In 2018, six years after their inception, Montreal’s Big | Brave found themselves at a crossroads. For vocalist/guitarist Robin Wattie, the experience of being a woman in a male-dominated music scene, not to mention mixed race and queer, was starting to take its toll, from the endless arguing with sound techs who thought they knew better than her, to experiences of racism, misogyny and myriad “tiny things that add up”, familiar to so many women in the music scene and beyond.
“I actually thought [2021’s] Vital was going to be our last album, because I was so burnt out,” recalls Robin in remarkably good humour. “I was so tired and so alone. Every tour, every time we wrote, recorded… after, I was fucking spent.
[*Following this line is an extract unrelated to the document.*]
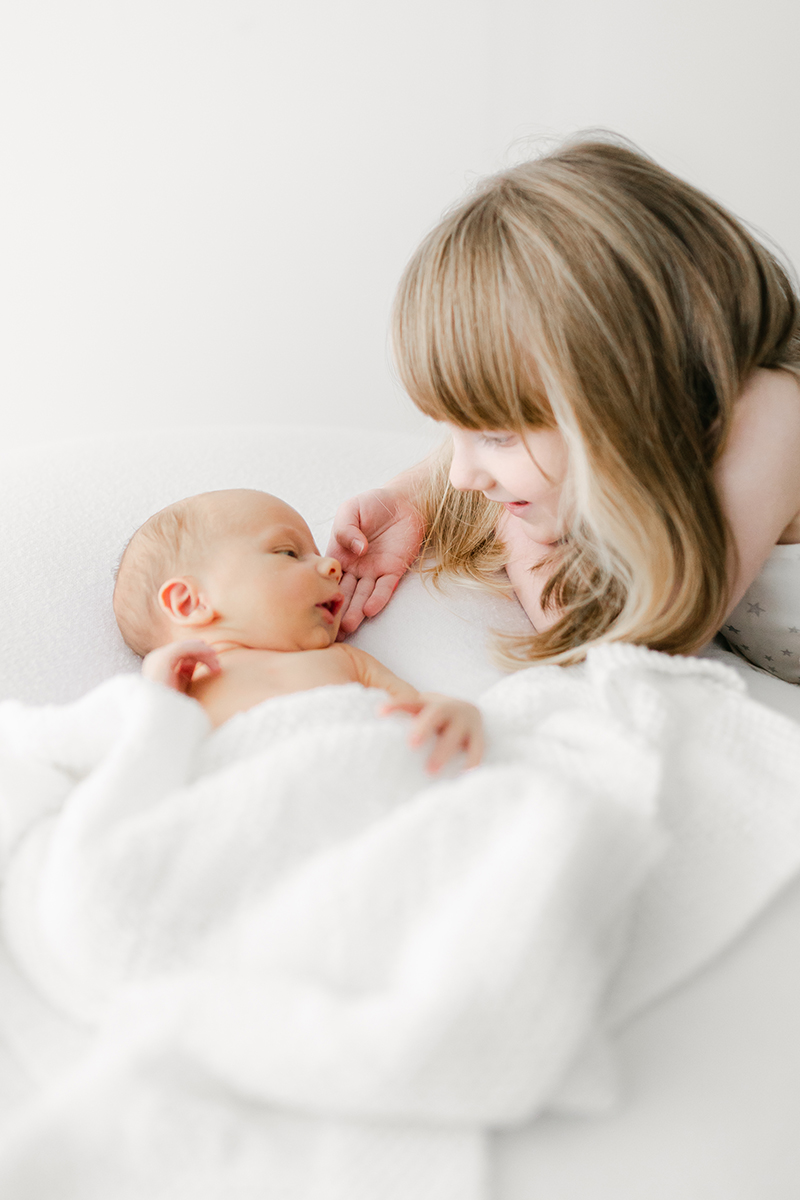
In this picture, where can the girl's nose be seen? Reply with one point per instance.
(330, 568)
I had no one who could even remotely share a bit of an experience like we had. I felt like I had nothing in common with anybody.”
Rather than give in to frustration, Robin had a change of heart, no longer burying her lyrics in metaphor, and addressing more directly “the human condition, the culture and society that we live in that compels people to act certain ways that end up harming people like me. I’ve never just written about someone breaking my heart.”
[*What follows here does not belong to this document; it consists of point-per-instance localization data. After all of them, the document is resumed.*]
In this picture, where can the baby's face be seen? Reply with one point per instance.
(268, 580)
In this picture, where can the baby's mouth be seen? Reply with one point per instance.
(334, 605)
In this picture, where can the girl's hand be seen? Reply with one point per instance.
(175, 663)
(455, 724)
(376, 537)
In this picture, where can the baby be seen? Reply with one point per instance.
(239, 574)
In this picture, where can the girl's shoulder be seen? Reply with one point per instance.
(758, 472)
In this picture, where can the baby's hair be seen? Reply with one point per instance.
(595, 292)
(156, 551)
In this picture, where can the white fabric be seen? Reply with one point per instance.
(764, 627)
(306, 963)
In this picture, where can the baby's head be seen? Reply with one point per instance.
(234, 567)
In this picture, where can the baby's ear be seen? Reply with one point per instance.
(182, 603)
In the process, Big | Brave have built a dedicated following, from lovers of minimalist yet overwhelming avant noise who’d seen them live with Sunn O))), to those for whom Robin’s starkly moving, heaving-up-through-limbo vocals spoke to them on the most primal of levels.
“We got the attention of other queers and people of colour, people telling me our records had saved their life,” says Robin. “I thought, ‘I’m not alone. I’m not crazy. This is real.’”
A Chaos Of Flowers is the sibling to last year’s Nature Morte album, less crushingly heavy and reliant on riffs juddering like tectonic plates, more infused with Robin’s long-standing love of folk. As she puts it: “Nature Morte is the cause, the observations of the subjugation of femininity and all its pluralities. A Chaos of Flowers is the effects, what that does to your psyche, to your body, to your brain state.”
The new album also found her seeking out and interpreting female poets. She read the work of America’s famed Emily Dickinson, British lesbian poet Renée Vivien who wrote in French, Harlem Renaissance writer Esther Popel and Canada’s E. Pauline Johnson, the daughter of a Mohawk chief and his English wife.
“I was searching for the shared experience of women and people of colour and queers throughout the centuries,” she explains. “I tried really hard to do a good job by them, because their work means so much to me. Just the fact that they existed is huge, and they’re giving something a voice."
“There’s nothing like having a private experience that you feel you can’t relate to others, but then to come across a piece of work and relate to it so much that it is almost as if they took your thoughts out of your own head… it’s crazy!”
A Chaos Of Flowers is out now via Thrill Jockey.